The hooded person sat in a formal posture, fidgeting every so often to scratch at itself.
Something, in very close quarters, had been left to fry. If not right where I stood, then nearby, within venting distance.
On the table sat sheaths of newsprint that they shuffled around, peered at with frowning disapproval, scratched at with their pencils. I recognized the crisp, slanted type face, those long column blocks neighbored by graphs. And of course I saw the name of the thing, written out in a child’s hand.
It seemed I’d walked into an editorial meeting for The Proofs.
I coughed to announce myself.
“Take a seat,” someone said, without looking up. “Hurry up, take a seat, you’re blocking the door.”
There were no seats. They’d overcrowded the two couches already and there was space only for me to hover where I was, unless I wanted to move closer to one of them, which felt like trespassing on the scene of an accident. If I sat next to any of them I’d get their blood on me.
I couldn’t precisely walk away at this point. I resolved to stand and watch them, try to make it seem natural.
I said, “That’s all right, I’m fine.”
“He’s fine,” said the elegant one sitting next to the hooded person. He was delicate-featured, not yet an old man, but his face was exhausted, and it wouldn’t be long before he took his last turn.
I do not usually experience pity, or, I’ll admit, any reaction, in response to someone’s appearance, but with him it was different. He had the pale, pretty haircut of a little boy, even though he’d long ago outgrown it, and I could almost see what he must have looked like as a youth, before he’d been repeatedly destroyed and rebuilt as he got older. A pen rode behind this delicate man’s ear, which I only mention because the ear itself was caked in dried blood.
“Who let the Jew in here?” asked a voice from beneath the hood.
Nobody answered. They were artfully not looking at me.
“I was invited by Murphy,” I offered. “I’m staying down the hall, in the room across from the bathroom.” I had no room number.
“Is ‘invited’ really the operative term?” asked Delicate, as if to himself. He seemed worried by the question.
“Minimize!” scolded the exceptionally scorched man I’ll call Mario. He was pug-like, with a nasty black beard clouding his face. For some reason I thought of the extra coarse hair that grows rapidly after death, sprouting from the corpse until the rot sets in. It grows from places that never featured hair before. High on the cheeks, out of the eyes.
Mario sat next to Delicate but took up most of the couch with his swarthy frame. It was hard to tell which of them was bloodier.
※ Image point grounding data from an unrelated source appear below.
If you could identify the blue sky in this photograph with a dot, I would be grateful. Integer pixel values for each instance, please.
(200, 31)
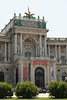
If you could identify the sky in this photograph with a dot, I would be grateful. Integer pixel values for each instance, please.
(54, 12)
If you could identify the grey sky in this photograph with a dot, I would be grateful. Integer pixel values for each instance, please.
(54, 11)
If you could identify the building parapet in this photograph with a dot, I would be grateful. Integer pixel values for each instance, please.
(57, 39)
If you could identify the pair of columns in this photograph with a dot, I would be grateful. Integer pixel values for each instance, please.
(45, 46)
(57, 52)
(7, 52)
(15, 43)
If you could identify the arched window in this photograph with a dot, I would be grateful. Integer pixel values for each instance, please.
(1, 77)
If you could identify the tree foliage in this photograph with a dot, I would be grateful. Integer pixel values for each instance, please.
(26, 89)
(5, 90)
(58, 89)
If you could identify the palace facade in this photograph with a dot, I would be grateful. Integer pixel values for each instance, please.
(27, 54)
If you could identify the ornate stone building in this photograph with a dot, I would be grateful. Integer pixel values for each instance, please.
(26, 53)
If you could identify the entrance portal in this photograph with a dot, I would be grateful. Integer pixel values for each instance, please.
(1, 77)
(39, 77)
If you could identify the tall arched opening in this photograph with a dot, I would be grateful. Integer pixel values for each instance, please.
(39, 77)
(29, 47)
(1, 77)
(16, 75)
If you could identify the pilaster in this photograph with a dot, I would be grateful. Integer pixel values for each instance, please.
(15, 41)
(21, 44)
(59, 55)
(49, 51)
(56, 51)
(9, 52)
(45, 46)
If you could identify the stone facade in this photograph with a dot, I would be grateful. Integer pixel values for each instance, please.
(26, 53)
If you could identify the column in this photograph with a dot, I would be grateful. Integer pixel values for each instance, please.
(40, 46)
(15, 41)
(5, 55)
(45, 46)
(9, 52)
(48, 76)
(49, 51)
(36, 49)
(55, 71)
(59, 55)
(56, 51)
(66, 54)
(21, 44)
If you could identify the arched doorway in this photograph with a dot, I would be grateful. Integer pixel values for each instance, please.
(29, 47)
(1, 77)
(64, 75)
(39, 77)
(16, 75)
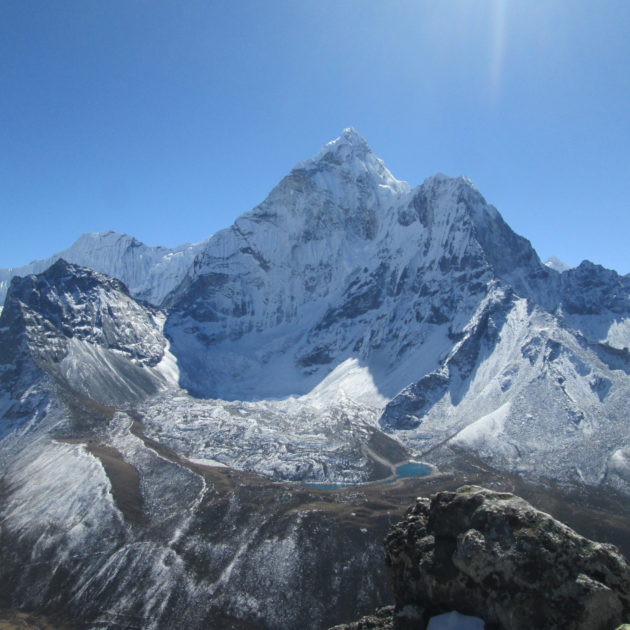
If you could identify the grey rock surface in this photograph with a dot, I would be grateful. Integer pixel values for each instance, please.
(492, 555)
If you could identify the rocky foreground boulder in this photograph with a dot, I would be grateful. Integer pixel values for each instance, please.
(492, 555)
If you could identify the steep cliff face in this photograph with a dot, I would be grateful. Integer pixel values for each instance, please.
(150, 273)
(83, 328)
(345, 325)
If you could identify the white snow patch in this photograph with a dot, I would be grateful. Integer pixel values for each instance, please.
(487, 427)
(350, 379)
(207, 462)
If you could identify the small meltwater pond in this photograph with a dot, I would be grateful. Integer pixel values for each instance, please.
(410, 469)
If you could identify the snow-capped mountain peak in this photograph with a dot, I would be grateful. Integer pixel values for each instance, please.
(558, 265)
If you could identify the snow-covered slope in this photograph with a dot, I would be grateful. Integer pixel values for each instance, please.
(341, 261)
(149, 272)
(347, 323)
(85, 329)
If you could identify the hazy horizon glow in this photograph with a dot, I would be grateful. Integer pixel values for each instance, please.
(167, 121)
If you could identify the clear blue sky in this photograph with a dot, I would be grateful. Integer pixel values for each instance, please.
(168, 119)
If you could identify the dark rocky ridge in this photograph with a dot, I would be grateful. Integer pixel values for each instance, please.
(492, 555)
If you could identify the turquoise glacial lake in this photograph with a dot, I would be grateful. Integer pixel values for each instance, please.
(410, 469)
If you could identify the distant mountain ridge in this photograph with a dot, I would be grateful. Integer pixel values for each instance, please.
(345, 325)
(149, 272)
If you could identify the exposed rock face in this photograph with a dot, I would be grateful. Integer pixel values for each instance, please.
(494, 556)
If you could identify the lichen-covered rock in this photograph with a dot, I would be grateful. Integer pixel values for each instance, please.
(492, 555)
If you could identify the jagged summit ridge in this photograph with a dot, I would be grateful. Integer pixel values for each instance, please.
(420, 305)
(149, 272)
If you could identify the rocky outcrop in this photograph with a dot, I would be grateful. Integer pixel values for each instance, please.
(492, 555)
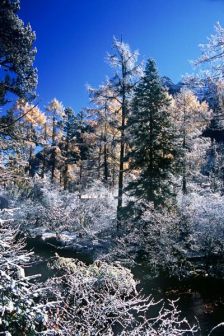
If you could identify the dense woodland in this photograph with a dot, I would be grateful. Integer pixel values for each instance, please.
(140, 169)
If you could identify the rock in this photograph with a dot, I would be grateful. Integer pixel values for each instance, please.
(4, 203)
“You might have avoided ‘operative,’” he confided to Delicate. “That’s just a bullshit word.”
“They’re all bullshit, aren’t they, I fear,” whispered Delicate, rubbing his forehead. There was something vaguely British to his accent.
“Here we go.” The man who’d been quiet so far, sitting next to Hood, rolled his eyes, but sportingly. He had a craven eagerness about him, an obvious desire to be liked. In some definitive, damning way, he struck me as Kevin.
I waited to see if someone would elaborate, but they were quiet.
“If ‘invited’ isn’t the word then how would you choose to phrase it?” I asked.
“Not only is ‘invited’ not the word, but neither is ‘Murphy.’ I thought he’d retired that one.” This was Mario speaking.
“I meant LeBov. LeBov invited me.”
He yawned. Something gleamed inside his mouth, a writhing black thing.
“Well, you said that Murphy invited you, and that’s a very different thing. That’s not something you just take back. If Murphy invited you, then I highly doubt,”—he widened his eyes at me, held me in his stare—“I highly doubt, that LeBov would have also invited you.”
“Impossible,” said Delicate, shaking his head.
“Those two really do not see eye to eye,” agreed Kevin.
4. The above is from a seventy-page section, also deleted. Other than the narrator, none of these characters appear in the finished book.
5. While writing the opening pages, I was reading About a Mountain, by John D’Agata; The Horned Man, by James Lasdun; and Homage to Catalonia, by George Orwell.